I have an open-source dataset that I would like to use in a deep learning course, but the downside of using open-source datasets is that there are open-source solutions. I want to manipulate the data such that students cannot use previously trained architectures but enable them to undo the manipulation once the assignment is complete. This will allow them to compare their results to existing results on the same data.
Is it possible to manipulate the data such that the student will require a different neural network architecture than is optimal for the original dataset? In addition, is it possible to make it so the student can undo the manipulation and perform similarly well on the original dataset with their unique architecture?
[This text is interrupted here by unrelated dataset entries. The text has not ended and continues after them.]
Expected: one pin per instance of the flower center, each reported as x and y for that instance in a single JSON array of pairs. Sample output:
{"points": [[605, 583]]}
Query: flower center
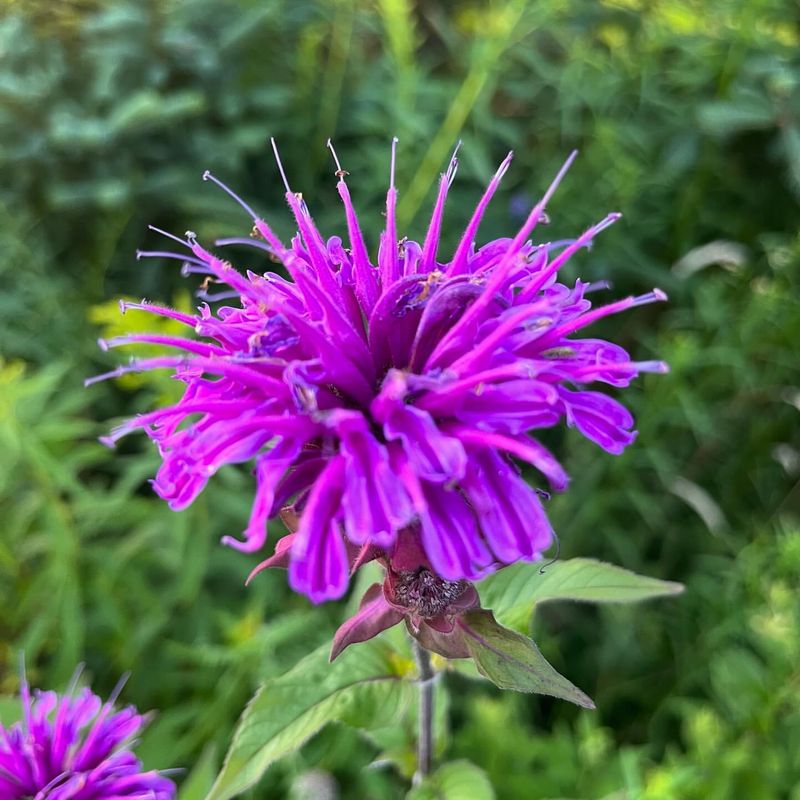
{"points": [[424, 593]]}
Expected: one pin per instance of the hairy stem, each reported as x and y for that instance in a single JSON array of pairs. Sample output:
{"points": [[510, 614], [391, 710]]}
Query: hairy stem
{"points": [[425, 714]]}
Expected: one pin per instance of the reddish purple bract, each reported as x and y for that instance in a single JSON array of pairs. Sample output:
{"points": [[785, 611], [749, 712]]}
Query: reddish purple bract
{"points": [[392, 396]]}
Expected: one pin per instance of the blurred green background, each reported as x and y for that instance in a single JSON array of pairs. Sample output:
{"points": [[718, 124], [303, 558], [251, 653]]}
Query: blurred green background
{"points": [[687, 115]]}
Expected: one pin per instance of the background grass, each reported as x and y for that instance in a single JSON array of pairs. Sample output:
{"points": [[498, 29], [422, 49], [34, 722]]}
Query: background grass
{"points": [[687, 115]]}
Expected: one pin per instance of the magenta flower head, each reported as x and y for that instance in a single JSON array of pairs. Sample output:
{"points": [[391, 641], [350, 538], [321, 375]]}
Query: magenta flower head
{"points": [[390, 404], [75, 747]]}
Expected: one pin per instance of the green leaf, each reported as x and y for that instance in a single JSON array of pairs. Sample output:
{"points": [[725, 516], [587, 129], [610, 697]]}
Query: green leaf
{"points": [[512, 661], [513, 592], [201, 778], [458, 780], [10, 710], [288, 710]]}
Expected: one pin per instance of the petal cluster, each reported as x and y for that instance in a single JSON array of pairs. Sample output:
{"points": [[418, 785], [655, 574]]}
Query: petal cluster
{"points": [[390, 395], [75, 747]]}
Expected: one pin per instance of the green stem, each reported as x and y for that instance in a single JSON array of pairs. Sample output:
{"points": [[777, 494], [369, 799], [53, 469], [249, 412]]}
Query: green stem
{"points": [[425, 712]]}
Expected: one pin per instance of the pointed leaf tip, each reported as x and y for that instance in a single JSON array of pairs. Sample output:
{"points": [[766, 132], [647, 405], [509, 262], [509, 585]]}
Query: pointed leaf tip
{"points": [[512, 661]]}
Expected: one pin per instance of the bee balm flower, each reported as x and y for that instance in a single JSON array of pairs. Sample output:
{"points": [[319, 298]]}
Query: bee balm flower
{"points": [[75, 747], [391, 396]]}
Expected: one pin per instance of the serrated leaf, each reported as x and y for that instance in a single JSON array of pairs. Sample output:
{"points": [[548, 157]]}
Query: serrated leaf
{"points": [[288, 710], [513, 661], [513, 592], [458, 780]]}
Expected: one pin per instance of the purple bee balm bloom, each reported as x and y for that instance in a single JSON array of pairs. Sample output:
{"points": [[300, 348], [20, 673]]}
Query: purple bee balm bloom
{"points": [[75, 747], [384, 397]]}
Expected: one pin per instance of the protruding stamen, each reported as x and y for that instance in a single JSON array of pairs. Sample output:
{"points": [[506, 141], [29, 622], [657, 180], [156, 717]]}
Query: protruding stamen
{"points": [[395, 140], [340, 173], [656, 296], [461, 256], [452, 167], [169, 236], [207, 176], [280, 165]]}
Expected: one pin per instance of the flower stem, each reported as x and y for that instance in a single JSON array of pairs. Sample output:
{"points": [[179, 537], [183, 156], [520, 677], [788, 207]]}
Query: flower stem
{"points": [[425, 712]]}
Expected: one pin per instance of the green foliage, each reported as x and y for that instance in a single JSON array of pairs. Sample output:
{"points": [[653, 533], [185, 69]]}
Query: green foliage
{"points": [[458, 780], [362, 688], [686, 115], [513, 593], [512, 661]]}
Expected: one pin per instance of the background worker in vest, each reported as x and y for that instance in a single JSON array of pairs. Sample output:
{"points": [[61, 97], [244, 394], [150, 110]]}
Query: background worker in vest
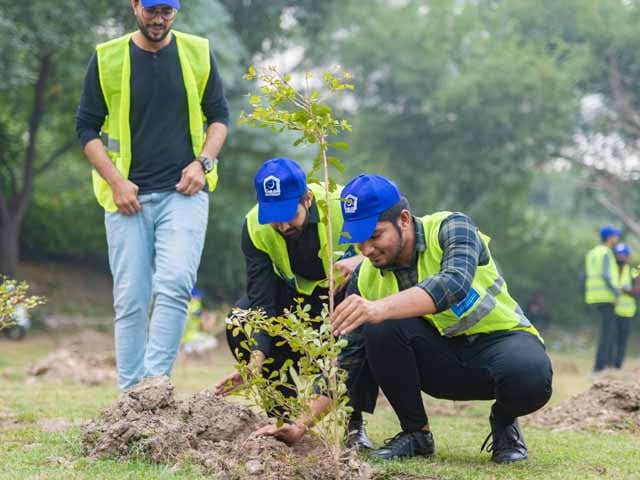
{"points": [[602, 292], [148, 94], [283, 238], [436, 317], [625, 307]]}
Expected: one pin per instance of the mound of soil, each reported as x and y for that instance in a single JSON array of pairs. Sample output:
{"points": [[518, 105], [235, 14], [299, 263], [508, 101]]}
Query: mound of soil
{"points": [[148, 422], [87, 358], [607, 405]]}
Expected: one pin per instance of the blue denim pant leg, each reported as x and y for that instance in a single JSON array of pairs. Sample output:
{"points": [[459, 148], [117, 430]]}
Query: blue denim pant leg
{"points": [[131, 252], [180, 228], [156, 250]]}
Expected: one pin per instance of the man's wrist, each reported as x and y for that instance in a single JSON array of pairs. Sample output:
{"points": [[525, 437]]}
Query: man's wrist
{"points": [[207, 163]]}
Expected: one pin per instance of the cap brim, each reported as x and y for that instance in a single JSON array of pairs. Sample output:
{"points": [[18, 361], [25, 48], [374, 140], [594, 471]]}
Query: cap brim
{"points": [[358, 231], [152, 3], [273, 212]]}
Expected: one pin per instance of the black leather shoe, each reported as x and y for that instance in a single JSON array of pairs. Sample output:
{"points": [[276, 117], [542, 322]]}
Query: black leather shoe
{"points": [[357, 437], [507, 445], [405, 445]]}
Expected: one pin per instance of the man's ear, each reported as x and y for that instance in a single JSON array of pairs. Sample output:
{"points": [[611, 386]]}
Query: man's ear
{"points": [[308, 199], [405, 219]]}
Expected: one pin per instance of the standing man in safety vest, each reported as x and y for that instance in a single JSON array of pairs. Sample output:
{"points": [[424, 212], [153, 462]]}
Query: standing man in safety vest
{"points": [[149, 94], [602, 291], [284, 242], [436, 316], [626, 306]]}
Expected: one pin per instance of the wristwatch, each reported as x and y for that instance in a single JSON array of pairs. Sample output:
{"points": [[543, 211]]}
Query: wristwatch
{"points": [[207, 163]]}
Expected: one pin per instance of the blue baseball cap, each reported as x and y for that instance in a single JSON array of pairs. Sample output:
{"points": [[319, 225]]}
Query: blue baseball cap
{"points": [[622, 249], [280, 182], [363, 200], [152, 3], [609, 231]]}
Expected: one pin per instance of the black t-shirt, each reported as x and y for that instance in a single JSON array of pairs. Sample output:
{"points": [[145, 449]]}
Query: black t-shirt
{"points": [[160, 140]]}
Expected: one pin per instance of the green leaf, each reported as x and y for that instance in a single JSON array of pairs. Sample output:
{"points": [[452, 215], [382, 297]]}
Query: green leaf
{"points": [[340, 145], [335, 162]]}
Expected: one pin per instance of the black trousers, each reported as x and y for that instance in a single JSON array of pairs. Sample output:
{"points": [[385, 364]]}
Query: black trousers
{"points": [[622, 329], [605, 355], [361, 386], [410, 356]]}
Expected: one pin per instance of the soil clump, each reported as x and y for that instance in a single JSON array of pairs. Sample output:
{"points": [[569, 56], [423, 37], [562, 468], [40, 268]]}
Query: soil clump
{"points": [[609, 405], [148, 422]]}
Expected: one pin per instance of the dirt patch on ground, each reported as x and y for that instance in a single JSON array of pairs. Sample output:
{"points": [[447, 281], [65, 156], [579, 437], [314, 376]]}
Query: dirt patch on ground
{"points": [[87, 358], [607, 405], [148, 422], [8, 421]]}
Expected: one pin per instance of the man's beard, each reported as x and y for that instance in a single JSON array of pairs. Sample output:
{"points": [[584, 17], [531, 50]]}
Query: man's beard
{"points": [[144, 29], [295, 232]]}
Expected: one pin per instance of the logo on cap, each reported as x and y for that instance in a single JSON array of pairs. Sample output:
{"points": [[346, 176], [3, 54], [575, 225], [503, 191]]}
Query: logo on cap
{"points": [[350, 204], [271, 186]]}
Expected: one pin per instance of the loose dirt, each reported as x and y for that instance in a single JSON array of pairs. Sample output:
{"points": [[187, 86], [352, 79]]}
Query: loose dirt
{"points": [[87, 358], [148, 422], [609, 404]]}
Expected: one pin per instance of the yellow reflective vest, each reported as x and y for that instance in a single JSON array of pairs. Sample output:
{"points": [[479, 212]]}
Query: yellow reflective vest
{"points": [[488, 307], [268, 240], [114, 72], [596, 288], [626, 305]]}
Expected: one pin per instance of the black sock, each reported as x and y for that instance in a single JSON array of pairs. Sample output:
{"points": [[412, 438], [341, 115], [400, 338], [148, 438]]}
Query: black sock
{"points": [[355, 420]]}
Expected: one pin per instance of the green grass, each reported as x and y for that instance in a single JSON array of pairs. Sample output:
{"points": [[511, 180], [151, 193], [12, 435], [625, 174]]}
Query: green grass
{"points": [[28, 451]]}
One suggested is using an ill-conditioned matrix to manipulate the data and preserve the information, but it is not clear to me how you could use the inverse make the neural network architecture work on the original dataset (without retraining).
To be clear, it is known that, for the original open-source dataset:
The architecture to model the data exists and is publically available,
The trained model of (1) is publically available.
Therefore, I would like to transform the open-source dataset such that:
The student needs to figure out a new architecture that is not known,
As a consequence of (1), the student must train their model,
Without re-training the model, the student is able to apply a transformation (deducted from the original transformation) so their model works on the original open-source dataset.
The question is, what transform could be applied to the original data and how do you undo the transform in the trained model? There are a variety of datasets, including recordings, images, and numeric data for classification or regression.